What is important is you find your corner and you're happy there.

A Corner as Unique as You Are

Growing up, I remember there were designated students in school who were known as the “art kids.” They were good at drawing realistically and drew (pun completely intended) a lot of attention for their ability. They were amazing, and I was discouraged because I had already made the decision that I couldn’t do the same so I would need to find something else to focus my time. One day though, I was sitting in Introduction to Art during my freshman year of high school and my teacher showed us a landscape painting. It was a realistic depiction of a few hills with a tree and a fence. I can still picture it vividly. My teacher asked the class what made it “good.” Nobody answered him. My teacher knew I was trying to avert my eyes so I wouldn’t get called on. Of course I did get called on, because that was usually my luck. I said something along the lines of “It’s a good painting because it’s realistic.” My teacher challenged me on that in front of the class, saying something along the lines of “Why does it have to be ‘realistic’ to be good?” It’s a weird example, but it stuck with me.
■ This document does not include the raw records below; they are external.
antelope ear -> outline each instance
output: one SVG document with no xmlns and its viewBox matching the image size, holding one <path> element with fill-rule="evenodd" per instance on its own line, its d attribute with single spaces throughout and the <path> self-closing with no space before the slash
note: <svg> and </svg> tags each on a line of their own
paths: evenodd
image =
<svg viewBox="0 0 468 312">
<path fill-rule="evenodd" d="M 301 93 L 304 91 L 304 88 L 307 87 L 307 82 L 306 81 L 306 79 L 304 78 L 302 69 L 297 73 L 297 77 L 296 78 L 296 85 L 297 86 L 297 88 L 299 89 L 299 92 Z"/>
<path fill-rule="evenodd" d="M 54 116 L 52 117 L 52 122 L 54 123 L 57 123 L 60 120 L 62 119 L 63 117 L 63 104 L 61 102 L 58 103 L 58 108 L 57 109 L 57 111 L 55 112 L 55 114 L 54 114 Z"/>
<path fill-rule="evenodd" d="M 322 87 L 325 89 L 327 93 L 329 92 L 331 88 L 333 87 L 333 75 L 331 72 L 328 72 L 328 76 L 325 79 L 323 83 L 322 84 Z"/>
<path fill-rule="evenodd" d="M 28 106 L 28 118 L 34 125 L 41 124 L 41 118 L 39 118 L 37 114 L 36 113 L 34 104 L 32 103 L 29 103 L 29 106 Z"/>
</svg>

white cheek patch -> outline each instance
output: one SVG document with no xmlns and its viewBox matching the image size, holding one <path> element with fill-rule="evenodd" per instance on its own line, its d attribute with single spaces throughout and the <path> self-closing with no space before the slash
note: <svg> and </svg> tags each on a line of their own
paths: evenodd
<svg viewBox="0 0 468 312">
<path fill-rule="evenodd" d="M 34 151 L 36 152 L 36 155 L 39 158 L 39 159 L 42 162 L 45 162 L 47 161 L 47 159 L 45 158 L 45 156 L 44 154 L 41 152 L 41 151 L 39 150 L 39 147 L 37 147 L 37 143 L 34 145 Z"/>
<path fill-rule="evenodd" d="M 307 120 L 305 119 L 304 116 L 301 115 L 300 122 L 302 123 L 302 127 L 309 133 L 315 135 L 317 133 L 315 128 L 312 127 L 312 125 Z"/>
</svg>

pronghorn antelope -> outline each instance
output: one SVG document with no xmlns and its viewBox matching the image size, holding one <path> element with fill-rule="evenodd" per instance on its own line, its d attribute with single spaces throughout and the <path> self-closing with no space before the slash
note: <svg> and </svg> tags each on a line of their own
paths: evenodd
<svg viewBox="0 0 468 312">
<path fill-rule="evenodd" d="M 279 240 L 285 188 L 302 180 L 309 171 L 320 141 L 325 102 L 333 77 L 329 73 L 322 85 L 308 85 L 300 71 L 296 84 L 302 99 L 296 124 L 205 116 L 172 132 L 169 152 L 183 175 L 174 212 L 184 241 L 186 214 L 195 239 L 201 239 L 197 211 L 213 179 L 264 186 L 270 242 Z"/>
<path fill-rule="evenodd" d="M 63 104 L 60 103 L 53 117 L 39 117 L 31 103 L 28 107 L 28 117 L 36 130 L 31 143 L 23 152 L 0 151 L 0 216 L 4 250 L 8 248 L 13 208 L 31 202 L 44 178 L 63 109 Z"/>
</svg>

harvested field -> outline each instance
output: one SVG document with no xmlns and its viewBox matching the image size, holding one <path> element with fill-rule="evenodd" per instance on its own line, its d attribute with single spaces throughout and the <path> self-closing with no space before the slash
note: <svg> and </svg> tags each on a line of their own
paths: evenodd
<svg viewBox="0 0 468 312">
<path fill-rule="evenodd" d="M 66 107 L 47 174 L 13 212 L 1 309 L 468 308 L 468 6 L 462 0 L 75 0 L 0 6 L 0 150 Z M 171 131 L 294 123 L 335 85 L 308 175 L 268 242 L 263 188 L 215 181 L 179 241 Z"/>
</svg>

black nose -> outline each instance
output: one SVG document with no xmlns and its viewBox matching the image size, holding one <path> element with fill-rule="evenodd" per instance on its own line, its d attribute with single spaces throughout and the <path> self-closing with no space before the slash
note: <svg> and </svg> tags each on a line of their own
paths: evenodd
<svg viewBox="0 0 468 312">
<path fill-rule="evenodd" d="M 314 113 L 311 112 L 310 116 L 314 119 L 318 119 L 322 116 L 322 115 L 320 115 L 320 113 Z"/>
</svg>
It changed how I viewed art and made me realize that there are different ways of being creative. You don’t have to create something “realistic” or do what other people are doing. You don’t need to do what other people think is cool, pretty, impressive, etc. What is more important is that you find your corner and are happy there. If you want to take pictures of mushrooms out in the woods, do it. If your thing is coloring in color-by-number books, great (as a side note, I think those are making a comeback – and they are so elaborate now!). If your art jam is drawing Danny DeVito over and over again, more power to you. Whatever interests you, go for it. I have a friend who makes pretty elaborate chainmail pieces that would make your jaw drop. That’s his thing, which I have nothing but respect for. I know someone else who enjoys making candle labels with pop culture icons in pseudo-religious poses. Also great. Find your corner and feel comfortable working there because your work can be as unique as you are and it doesn’t have to fit into what other peoples’ expectations of “good” art is.